Important: You must specify the location when creating schema by using CLI. For example,
location = s3a://<storage-name>/

Using presto-cli executable (remote) - software

This section provides instructions to connect the Presto server in watsonx.data software edition from a remote presto-cli.

Before you get started, ensure the following:
  • The Red Hat® OpenShift Project namespace administrator or cluster administrator has exposed a route to the Presto (Java) server. The administrators should refer to Exposing secure route to Presto server for instructions.

  • You have received the hostname and port (by default 443) associated with the specific Red Hat OpenShift route from the administrator.

  1. Import the certificate of the Presto server to establish trust. You can import the certificate either by using the cert-mgmt utility or manually. Based on your setup, complete one of the following steps:

    Note: Presto servers in watsonx.data use TLS for securing access from clients. Sometimes, the Presto server may be associated with a Self-signed certificate instead of a certificate authority (CA) signed certificate. In such cases, the client programs that connect via the HTTPs (TLS) protocol must be configured to trust the self-signed certificate configured in the Presto Server.
    1. If you are connecting from the watsonx.data utilities, go to bin/cert-mgmt and run the following command:
      bin/cert-mgmt --op=add --host=<hostname of the Presto server> --port=443
      You see the following output:
      /mnt/infra/tls/truststore.jks updated
      	/mnt/infra/tls/cabundle.crt updated
      Note: The ibm-lh-client installation includes utilities and packages to connect to Presto engines in watsonx.data software deployments. The client installation includes the bin/cert-mgmt executable that simplifies fetching the certificate that is used with a Presto server. It stores such certificates in a Java (JKS) format truststore for Java based clients and also in PEM format for use with nonjava clients.
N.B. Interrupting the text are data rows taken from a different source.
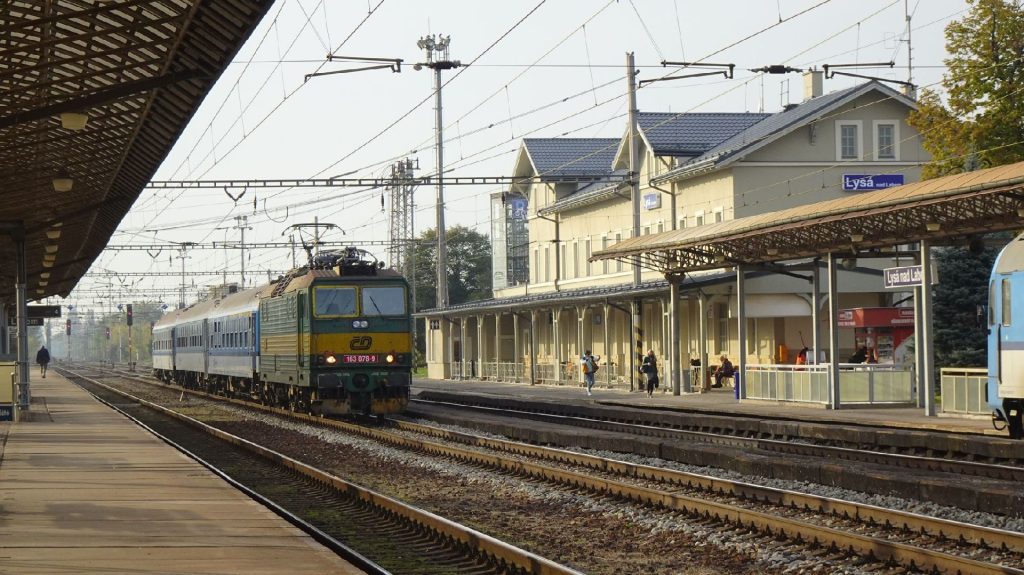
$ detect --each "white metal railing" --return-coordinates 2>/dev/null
[744,363,828,403]
[449,361,462,380]
[745,363,914,406]
[839,363,916,405]
[940,367,991,415]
      The presto-cli and presto-run watsonx.data (ibm-lh-client) utilities are Java-based and automatically use this JKS truststore. JDBC programs (such as those run via the bin/dev-sandbox utility) must be configured to explicitly use this JKS truststore. The cabundle.crt must be used by non-Java programs, such as Python scripts.
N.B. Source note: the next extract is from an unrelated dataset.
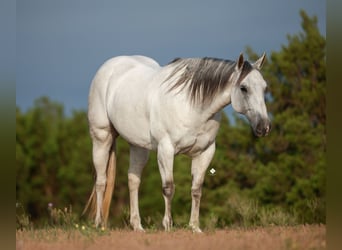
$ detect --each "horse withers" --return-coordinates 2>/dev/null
[84,54,271,232]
    2. If you are connecting from programs or utilities that run outside the watsonx.data client installation, do one of the following:

      i. From your client machine, point or copy the truststore or certificate file present in the ibm-lh-client installation directory. The certificates are at ibm-lh-client/localstorage/volumes/infra/tls/. In this location, you can find:

      truststore.jks- can be used for Java/JDBC based applications.

      cabundle.crt - can be used for non-Java applications.

      aliases/ - is a subdirectory with individual certificates. For example, aliases/<Presto server hostname>:443.crt refers to the certificate for a specific Presto server only.

      ii. Manually import certificates into the truststore. For instructions, see Importing self-signed certificates from a Presto server to a Java truststore.

  2. Authenticate with the Presto server.

    ./presto --server https://<route_name> --truststore-path /<directory>/<certfilename/truststore>.jks --truststore-password changeit --catalog iceberg_data --user admin --password
    Note:
    • The default out-of-the-box user for watsonx.data software is ‘admin’ with a generated password that is accessible by the ibm-lakehouse-manage get-cpd-instance-details command after installation.

    • -—truststore-path and -—truststore-password arguments are optional if the certificates were imported into the default JDK/JRE trust store already

    The Administrator of the watsonx.data instance can configure different Identity Providers to authenticate users or grant them appropriate Admin or User Roles. See the “Managing Users” topic for more details.

    In addition to directly using their credentials as username and password properties to connect to the Presto server, users can choose an API Key as well.

  3. When connecting to the watsonx.data Presto servers, the credential properties to set would then be:

    username: username, password: <password>

    Or

    username: ibmlhapikey, password:<base64 of username:apikey>

    Or

    username: ibmlhtoken, password:<platform token> or < instance token >

Using Java/JDBC – software

This section provides instructions to connect to a Presto server from a Java JDBC application.

Before you get started, ensure the following:
  • the Red Hat OpenShift Project namespace administrator or cluster administrator has exposed the route to the Presto server. The administrators should refer to Exposing secure route to Presto server for instructions.

  • you have the received the hostname and port (by default 443) associated with that specific Red Hat OpenShift route from the administrator.

To connect with watsonx.data Presto server from a Java JDBC application, complete the following steps:

  1. If required, complete the instructions in Using presto-cli executable (remote) - software to get the hostname, port, server certificate, authentication, and test the connectivity.

  2. Download and install the presto-jdbc-0.286.jar (or later) on the client machine.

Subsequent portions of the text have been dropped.